- Coat of arms
- Country: Spain
- Autonomous community: Castile and León
- Province: Valladolid
- Municipality: Vega de Ruiponce

Area
- • Total: 31.37 km^{2} (12.11 sq mi)

Population (2018)
- • Total: 94
- • Density: 3.0/km^{2} (7.8/sq mi)
- Time zone: UTC+1 (CET)
- • Summer (DST): UTC+2 (CEST)

= Vega de Ruiponce =

Vega de Ruiponce is a municipality located in the province of Valladolid, Castile and León, Spain. According to the 2004 census (INE), the municipality has a population of 129 inhabitants.
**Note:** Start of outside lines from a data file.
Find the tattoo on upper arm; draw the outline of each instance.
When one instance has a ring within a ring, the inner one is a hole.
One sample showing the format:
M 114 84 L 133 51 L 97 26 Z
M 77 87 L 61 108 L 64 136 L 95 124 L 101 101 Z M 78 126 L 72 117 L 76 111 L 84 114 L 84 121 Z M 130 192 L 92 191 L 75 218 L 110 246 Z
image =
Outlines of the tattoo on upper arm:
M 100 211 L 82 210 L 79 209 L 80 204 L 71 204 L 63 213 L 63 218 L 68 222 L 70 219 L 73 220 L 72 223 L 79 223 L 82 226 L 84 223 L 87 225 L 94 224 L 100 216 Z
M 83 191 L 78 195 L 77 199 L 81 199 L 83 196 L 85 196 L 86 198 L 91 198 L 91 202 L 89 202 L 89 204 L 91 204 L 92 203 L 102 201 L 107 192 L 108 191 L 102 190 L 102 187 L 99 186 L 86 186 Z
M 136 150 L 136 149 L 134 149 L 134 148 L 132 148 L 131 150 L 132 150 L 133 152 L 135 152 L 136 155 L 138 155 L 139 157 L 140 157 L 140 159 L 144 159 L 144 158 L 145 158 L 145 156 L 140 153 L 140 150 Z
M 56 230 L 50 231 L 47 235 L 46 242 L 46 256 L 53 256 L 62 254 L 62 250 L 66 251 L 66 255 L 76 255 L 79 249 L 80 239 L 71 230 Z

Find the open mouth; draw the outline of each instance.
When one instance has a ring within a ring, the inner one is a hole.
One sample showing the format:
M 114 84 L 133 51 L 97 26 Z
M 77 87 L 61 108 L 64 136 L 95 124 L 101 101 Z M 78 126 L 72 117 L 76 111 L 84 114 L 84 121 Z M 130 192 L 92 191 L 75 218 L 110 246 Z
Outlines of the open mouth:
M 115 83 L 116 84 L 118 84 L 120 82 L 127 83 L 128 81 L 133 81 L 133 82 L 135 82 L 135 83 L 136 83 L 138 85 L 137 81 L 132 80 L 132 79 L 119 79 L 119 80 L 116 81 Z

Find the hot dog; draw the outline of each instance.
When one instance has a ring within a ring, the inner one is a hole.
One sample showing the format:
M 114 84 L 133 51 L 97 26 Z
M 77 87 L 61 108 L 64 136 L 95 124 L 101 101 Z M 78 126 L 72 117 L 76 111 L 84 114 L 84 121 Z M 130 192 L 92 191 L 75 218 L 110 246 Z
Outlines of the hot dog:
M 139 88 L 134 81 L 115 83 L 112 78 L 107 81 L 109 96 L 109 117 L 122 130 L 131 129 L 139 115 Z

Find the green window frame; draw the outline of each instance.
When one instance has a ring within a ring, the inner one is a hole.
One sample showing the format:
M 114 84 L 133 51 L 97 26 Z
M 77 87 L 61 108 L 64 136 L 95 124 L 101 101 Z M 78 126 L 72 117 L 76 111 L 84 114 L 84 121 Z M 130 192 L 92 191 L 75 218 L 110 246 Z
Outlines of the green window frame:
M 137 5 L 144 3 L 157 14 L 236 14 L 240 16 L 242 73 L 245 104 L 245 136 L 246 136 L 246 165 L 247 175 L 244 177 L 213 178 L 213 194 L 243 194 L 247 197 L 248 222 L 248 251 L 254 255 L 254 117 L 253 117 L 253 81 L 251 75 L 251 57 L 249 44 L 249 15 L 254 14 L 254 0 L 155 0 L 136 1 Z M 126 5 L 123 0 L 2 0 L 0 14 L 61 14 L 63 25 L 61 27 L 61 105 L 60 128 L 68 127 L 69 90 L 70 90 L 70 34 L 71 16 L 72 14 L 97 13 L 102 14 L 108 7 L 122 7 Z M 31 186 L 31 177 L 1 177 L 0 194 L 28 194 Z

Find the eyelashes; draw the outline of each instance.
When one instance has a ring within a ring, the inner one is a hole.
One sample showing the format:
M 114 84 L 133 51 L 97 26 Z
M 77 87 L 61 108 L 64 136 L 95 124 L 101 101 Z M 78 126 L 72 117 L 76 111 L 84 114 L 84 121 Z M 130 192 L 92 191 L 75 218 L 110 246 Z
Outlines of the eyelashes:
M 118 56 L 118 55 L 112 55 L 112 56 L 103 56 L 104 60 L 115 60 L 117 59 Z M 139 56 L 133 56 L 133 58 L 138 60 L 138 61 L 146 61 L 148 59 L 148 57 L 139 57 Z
Its economy is mainly focused on the primary sector, specifically livestock and agriculture.

== Festivities ==
The village celebrates the day of the Holy Cross, in early May, with vespers in the chapel of Vera Cruz and San Roque in mid-August.

== Attractions ==
In the town you will find the 16th-Century Church of San Salvador, with its three naves. In one of the interior altarpieces you will find Alejo de Vahia's masterpiece sculpture of San Blas. In the outskirts of the town there is the chapel of Cristo de la Vera Cruz. Situated nearby the chapel is the so-called 'miracle stone', protagonist of a legend passed down through generations.